No me acuerdo si era Benavente el que decía que la honradez empieza de la cintura para arriba y la honestidad de cintura para abajo. Hoy el personal tiene la preventiva creencia de que su prójimo ni es honesto ni es honrado. Algunos garbanzos negros, cocinados con escándalo en el inestimable incendio de los medios de comunicación, han convertido el potaje de lo público en una mierda espichada en un palo reputacional. Y esta causa general contra todo y contra todos ha derivado en que se fusionen indebidamente en el imaginario del vulgo la sanción de los simples errores administrativos con las penas contra la corrupción.

La prevaricación es un concepto jurídico tan exquisito como delicuescente. Establece que un responsable público hace algo mal perfectamente a sabiendas de que lo que está haciendo es ilegal. No existe lucro o beneficio para el interfecto, sino la simple ejecución consciente de un acto ilícito. Y esto supone un problema, porque resulta especialmente difícil y subjetivo establecer con certeza que alguien sabe sin lugar a dudas que está metiendo la pata aunque no meta la mano.

El último deporte de moda, la caza del concejal, ha convertido la vida municipal en un infierno. Los jueces son funcionarios públicos de la Administración de Justicia. Dictan sentencias todos los días conforme a su leal saber y entender (al menos en la gran mayoría de los casos). Pero se dan frecuentes asuntos en que esas sentencias son revocadas por un tribunal superior -por otros jueces- que en ocasiones absuelven al que fue condenado o condenan al que fue absuelto o le dan la vuelta al fallo como a un calcetín. Desconozco que en ningún caso se haya condenado o sancionado al juez anterior que se equivocó en la sentencia o aplicó indebidamente la ley. Porque se entiende que su decisión fue fruto del error y no una medida tomada a sabiendas de que estaba haciéndolo mal o consecuencia de una mala praxis jurídica.

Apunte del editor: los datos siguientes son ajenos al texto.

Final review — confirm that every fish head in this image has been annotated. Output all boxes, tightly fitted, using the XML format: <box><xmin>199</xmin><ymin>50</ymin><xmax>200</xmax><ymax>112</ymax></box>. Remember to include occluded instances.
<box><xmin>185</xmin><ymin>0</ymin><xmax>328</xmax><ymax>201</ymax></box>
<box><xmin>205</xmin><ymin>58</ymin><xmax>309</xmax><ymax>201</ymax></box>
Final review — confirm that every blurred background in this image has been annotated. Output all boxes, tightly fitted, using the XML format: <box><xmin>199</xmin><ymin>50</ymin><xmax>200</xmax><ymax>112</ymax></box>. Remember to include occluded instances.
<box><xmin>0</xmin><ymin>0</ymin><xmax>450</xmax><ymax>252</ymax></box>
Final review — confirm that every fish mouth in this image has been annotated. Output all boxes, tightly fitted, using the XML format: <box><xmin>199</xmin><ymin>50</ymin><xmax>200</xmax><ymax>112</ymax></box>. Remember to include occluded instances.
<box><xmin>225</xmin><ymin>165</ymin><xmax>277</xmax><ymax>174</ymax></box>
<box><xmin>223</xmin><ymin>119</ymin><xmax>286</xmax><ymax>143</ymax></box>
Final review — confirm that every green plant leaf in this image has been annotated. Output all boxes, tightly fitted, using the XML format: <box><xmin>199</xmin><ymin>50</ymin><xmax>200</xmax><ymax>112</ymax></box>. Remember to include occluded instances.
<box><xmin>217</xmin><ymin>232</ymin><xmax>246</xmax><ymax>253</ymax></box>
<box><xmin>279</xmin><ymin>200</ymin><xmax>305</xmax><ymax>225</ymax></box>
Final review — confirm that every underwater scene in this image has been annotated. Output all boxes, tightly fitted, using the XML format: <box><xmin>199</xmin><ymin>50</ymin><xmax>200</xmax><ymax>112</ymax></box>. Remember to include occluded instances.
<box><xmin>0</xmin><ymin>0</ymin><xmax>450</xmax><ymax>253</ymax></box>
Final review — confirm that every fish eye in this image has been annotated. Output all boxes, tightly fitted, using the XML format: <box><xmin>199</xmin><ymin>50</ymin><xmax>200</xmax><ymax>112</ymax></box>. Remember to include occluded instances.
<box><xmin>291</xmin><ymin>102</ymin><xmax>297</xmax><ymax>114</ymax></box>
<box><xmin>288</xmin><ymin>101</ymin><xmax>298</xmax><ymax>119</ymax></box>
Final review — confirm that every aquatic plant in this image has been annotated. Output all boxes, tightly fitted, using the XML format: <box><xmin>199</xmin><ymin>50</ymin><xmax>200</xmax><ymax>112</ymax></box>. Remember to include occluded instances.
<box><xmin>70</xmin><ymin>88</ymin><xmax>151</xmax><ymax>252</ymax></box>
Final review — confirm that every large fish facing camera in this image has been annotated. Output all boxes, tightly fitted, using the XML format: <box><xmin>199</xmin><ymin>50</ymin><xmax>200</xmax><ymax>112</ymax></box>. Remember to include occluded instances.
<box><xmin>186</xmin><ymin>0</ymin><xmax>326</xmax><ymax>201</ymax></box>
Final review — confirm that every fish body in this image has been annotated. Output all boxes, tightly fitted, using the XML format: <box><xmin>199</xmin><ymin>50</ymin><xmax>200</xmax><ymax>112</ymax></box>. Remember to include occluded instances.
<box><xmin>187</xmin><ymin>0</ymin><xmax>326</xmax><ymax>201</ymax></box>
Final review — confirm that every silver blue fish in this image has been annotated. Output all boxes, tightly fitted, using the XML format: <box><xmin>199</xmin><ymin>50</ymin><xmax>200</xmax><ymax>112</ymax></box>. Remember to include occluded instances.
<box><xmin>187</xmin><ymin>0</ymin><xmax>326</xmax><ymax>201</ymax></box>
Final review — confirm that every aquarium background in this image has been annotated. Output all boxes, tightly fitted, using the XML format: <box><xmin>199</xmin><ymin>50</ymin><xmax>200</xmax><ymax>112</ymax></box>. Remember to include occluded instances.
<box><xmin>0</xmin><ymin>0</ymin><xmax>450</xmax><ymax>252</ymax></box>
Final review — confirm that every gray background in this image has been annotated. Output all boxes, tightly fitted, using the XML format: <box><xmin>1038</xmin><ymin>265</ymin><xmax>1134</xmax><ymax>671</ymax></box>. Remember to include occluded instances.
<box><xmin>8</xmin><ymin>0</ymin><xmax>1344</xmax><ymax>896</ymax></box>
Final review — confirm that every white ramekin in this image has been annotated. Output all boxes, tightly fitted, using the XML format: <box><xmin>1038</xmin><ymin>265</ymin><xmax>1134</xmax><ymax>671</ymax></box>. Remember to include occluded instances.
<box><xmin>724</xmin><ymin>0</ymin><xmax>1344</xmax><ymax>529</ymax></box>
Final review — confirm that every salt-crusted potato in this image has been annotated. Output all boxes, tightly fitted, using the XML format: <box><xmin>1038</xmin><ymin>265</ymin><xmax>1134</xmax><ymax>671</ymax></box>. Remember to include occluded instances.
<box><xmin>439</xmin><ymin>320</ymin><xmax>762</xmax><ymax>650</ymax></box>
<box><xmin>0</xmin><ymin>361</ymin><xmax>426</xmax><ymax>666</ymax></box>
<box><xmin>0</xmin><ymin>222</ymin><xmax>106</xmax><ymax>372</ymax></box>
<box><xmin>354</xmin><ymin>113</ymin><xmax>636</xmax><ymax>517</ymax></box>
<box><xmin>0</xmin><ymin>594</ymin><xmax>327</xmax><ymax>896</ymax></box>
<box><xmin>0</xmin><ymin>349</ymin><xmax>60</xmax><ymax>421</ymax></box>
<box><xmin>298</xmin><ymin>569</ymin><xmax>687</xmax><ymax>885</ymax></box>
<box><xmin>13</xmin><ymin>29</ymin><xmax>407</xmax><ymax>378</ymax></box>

Esa generosa interpretación no se da en el caso de otros funcionarios de otras administraciones, como jefes de servicios municipales, secretarios de corporación o interventores. En muchos temas, informes jurídicos o expedientes informados de una determinada manera, que acaban en los juzgados, devienen en condenas por prevaricación administrativa. ¿Por qué en ese ámbito los errores son tan duramente considerados mientras que en otros se interpretan de una forma tan laxa? Misterios. O gremialismo. Pero lo cierto es que se ha instalado en las administraciones locales una especie de pánico a firmar cualquier cosa, de forma que cualquier funcionario que tiene que informar algo intenta dilatarlo lo máximo posible y se la coge con papel de fumar. El resultado es una parálisis tal que hay promotores, empresarios o ciudadanos al borde del suicidio mientras sus asuntos languidecen en una eterna espera sin que nadie se atreva a darles respuesta.

Sería bueno que aprendiéramos a deslindar lo que significa el enriquecimiento de algunos vivos -gracias a los asuntos públicos- de los errores que se producen en una legislación cada vez mas confusa y enrevesada. Tanto que no es infrecuente que los propios magistrados suden la gota gorda cuando se tienen que enfrentar a la interpretación de algún asunto que les cae en mala suerte. Pero ellos están a salvo de responsabilidades cuando se equivocan, mientras que los funcionarios de otras administraciones no.

Nos hemos instalado en la creencia, como producto de la perversa moda social a donde nos llevó la eclosión de la irregular financiación de los partidos políticos y la prosperidad de sus recaudadores, de que todo el monte es orégano. Pero no lo es.